Wald's definition of energy of a massive particle

Question

In R.Wald's book on "General Relativity" appears on p.61 (section 4.2) a rather peculiar definition of the energy of a massive particle:

$$ E = -p_a v^a \tag{4.2.8}$$

I guess the minus sign comes from the use of the east-coast metric in Wald's book $\eta=diag(-1,1,1,1)$. Right before he first defines the momentum 4-vector $p^a$ in (4.2.7) as:

$$ p^a = m u^a \tag{4.2.7}$$

where $m$ is the (rest) mass of the particle and $u^a$ are the components of a tangent vector to the (time-like) curve along which the particle moves.

He goes on saying that

The ${\it{energy}}$ of the particle as measured by an observer -- present at the site of the particle -- whose 4-velocity $v^a$ is defined by

$$ E = -p_a v^a \tag{4.2.8} $$

Thus, in special relativity the energy is recognized to be the "time component" of the vector $p^a$. For a particle at rest with respect to the observer (i.e. $v^a = u^a$), equation (4.2.8) reduces to the familiar formula $E=mc^2$ (in our units with $c=1$).

Actually I am quite confused by this statement. Why 2 velocities intervene ? It seems that in a more general case it could be even $v^a\neq u^a$. Is there is somebody which could explain to me formula (4.2.8), how it is meant ?

Answer 1

The 4-momentum is the timelike tangent-vector to the particle worldline, and its magnitude is the invariant [rest] mass of the particle.
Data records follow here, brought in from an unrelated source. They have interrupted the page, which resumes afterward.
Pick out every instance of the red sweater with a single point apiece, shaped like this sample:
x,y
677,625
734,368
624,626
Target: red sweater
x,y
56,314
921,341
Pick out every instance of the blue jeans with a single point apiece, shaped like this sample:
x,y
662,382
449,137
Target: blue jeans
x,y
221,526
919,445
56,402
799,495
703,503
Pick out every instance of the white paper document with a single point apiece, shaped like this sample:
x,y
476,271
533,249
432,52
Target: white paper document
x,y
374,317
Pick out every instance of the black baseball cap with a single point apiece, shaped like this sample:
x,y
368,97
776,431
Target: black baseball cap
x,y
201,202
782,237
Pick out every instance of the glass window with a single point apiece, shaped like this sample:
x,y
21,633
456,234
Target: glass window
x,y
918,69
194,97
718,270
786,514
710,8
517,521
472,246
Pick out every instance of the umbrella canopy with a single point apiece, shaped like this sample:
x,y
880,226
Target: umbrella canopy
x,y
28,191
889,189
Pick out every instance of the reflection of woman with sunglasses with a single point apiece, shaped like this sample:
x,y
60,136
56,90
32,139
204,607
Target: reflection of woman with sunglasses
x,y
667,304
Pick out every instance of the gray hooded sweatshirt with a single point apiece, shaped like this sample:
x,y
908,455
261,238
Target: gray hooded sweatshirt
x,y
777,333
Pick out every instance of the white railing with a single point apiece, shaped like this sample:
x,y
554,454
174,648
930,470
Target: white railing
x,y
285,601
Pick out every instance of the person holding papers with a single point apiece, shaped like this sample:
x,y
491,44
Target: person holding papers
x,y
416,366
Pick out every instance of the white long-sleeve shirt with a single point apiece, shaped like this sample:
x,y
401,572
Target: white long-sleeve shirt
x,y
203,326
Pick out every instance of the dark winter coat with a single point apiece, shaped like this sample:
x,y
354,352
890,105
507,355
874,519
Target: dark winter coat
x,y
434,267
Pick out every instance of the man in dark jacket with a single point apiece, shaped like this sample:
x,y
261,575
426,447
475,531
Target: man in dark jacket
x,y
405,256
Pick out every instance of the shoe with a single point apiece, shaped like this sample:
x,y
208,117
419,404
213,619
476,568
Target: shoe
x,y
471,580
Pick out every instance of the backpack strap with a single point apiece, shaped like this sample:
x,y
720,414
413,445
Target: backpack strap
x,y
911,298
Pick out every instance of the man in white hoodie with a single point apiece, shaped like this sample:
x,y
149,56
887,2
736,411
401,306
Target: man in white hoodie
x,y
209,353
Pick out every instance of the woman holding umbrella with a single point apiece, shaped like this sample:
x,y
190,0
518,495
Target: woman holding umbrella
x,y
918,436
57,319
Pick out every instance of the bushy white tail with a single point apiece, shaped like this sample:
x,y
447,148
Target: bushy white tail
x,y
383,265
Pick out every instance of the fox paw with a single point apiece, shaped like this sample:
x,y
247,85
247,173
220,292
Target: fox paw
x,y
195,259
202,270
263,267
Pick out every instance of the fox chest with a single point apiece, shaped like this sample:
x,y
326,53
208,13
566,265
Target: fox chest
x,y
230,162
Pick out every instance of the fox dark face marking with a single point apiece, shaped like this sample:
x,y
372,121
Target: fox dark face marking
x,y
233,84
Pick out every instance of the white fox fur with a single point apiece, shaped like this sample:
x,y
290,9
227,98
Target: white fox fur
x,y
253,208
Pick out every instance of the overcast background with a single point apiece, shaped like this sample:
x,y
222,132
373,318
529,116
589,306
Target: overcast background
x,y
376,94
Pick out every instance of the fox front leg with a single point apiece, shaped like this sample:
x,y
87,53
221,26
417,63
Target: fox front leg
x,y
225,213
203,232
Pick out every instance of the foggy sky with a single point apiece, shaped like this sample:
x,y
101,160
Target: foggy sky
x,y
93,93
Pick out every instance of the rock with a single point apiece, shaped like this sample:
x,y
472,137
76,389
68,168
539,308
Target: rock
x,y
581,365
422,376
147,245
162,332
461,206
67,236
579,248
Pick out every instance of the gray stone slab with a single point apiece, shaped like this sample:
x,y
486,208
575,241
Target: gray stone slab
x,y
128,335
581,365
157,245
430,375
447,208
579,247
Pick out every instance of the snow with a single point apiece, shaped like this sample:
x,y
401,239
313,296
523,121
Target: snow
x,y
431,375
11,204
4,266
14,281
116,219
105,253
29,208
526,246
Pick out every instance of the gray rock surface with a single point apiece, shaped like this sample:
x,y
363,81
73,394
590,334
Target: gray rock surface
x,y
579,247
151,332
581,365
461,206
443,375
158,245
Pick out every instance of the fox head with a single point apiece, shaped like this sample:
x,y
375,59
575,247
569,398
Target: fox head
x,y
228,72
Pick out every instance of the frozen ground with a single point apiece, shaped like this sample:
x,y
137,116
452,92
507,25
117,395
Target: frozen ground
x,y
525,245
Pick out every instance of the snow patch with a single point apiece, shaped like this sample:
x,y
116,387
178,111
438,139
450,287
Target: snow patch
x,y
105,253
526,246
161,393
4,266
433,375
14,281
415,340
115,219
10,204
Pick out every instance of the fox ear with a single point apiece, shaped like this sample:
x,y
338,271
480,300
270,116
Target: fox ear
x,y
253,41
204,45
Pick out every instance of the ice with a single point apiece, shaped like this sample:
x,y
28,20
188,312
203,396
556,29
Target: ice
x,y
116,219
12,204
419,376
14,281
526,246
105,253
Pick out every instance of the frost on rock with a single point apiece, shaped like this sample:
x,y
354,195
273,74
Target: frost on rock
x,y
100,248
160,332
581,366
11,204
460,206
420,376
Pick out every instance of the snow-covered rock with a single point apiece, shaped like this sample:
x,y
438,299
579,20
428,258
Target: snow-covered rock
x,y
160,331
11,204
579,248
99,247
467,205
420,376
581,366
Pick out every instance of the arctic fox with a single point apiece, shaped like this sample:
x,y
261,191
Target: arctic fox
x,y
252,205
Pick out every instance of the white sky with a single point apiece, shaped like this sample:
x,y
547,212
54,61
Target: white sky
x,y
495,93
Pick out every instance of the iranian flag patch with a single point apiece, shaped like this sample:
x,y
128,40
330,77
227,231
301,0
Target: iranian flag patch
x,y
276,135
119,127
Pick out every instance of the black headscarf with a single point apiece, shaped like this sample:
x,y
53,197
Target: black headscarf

The 4-velocity is the timelike-unit tangent-vector.

The tangent vector determines the instantaneous "time-axis" of the particle.

While the slope of the 4-velocity is related to the "relative spatial velocity", I think it's best to first think of the 4-velocity vector as defining the unit-vector along the time-axis of the particle.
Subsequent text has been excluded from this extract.